🤖 AI Summary
Traditional vision prompting tuning (VPT) employs global, static prompts, limiting adaptability to heterogeneous downstream datasets and impairing generalization. To address this, we propose ViaPT—a novel instance-aware visual prompting tuning framework. ViaPT introduces, for the first time, an instance-feature-driven dynamic prompt generation mechanism that adaptively fuses dataset-level priors with instance-level semantics. We theoretically show that VPT-Shallow and VPT-Deep emerge as boundary cases of ViaPT. Furthermore, ViaPT integrates principal component analysis (PCA) for prompt dimensionality reduction, significantly decreasing learnable parameters while preserving essential discriminative information. Extensive experiments across 34 diverse downstream datasets demonstrate that ViaPT consistently outperforms state-of-the-art methods.

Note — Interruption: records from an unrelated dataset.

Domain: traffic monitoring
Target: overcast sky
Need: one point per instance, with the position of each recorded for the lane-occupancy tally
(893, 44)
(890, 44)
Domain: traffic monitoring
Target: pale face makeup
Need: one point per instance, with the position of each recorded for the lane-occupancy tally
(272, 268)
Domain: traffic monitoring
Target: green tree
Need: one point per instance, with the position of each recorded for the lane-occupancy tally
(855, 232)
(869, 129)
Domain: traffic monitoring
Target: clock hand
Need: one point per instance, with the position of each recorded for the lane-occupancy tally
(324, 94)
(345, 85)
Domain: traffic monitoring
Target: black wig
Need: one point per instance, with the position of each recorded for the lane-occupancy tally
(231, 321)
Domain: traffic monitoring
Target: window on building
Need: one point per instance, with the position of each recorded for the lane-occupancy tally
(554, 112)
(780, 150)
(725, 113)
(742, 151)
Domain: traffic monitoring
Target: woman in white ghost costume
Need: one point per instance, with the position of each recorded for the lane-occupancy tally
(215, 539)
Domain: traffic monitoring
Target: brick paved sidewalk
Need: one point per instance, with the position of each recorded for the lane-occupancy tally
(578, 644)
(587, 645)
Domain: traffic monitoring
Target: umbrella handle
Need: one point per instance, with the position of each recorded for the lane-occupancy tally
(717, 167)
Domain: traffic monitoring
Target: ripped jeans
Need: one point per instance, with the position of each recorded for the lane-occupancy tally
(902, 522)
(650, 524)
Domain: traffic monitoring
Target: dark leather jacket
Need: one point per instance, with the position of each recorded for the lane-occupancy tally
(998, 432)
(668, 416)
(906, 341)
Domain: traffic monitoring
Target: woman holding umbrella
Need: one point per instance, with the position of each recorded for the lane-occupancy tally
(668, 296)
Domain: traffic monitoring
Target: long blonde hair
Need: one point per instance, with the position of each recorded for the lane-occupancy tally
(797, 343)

Our approach establishes a new prompting tuning paradigm that jointly optimizes efficiency, generalization, and interpretability—without compromising performance.
📝 Abstract
Visual Prompt Tuning (VPT) has emerged as a parameter-efficient fine-tuning paradigm for vision transformers, with conventional approaches utilizing dataset-level prompts that remain the same across all input instances. We observe that this strategy results in sub-optimal performance due to high variance in downstream datasets. To address this challenge, we propose Visual Instance-aware Prompt Tuning (ViaPT), which generates instance-aware prompts based on each individual input and fuses them with dataset-level prompts, leveraging Principal Component Analysis (PCA) to retain important prompting information. Moreover, we reveal that VPT-Deep and VPT-Shallow represent two corner cases based on a conceptual understanding, in which they fail to effectively capture instance-specific information, while random dimension reduction on prompts only yields performance between the two extremes. Instead, ViaPT overcomes these limitations by balancing dataset-level and instance-level knowledge, while reducing the amount of learnable parameters compared to VPT-Deep. Extensive experiments across 34 diverse datasets demonstrate that our method consistently outperforms state-of-the-art baselines, establishing a new paradigm for analyzing and optimizing visual prompts for vision transformers.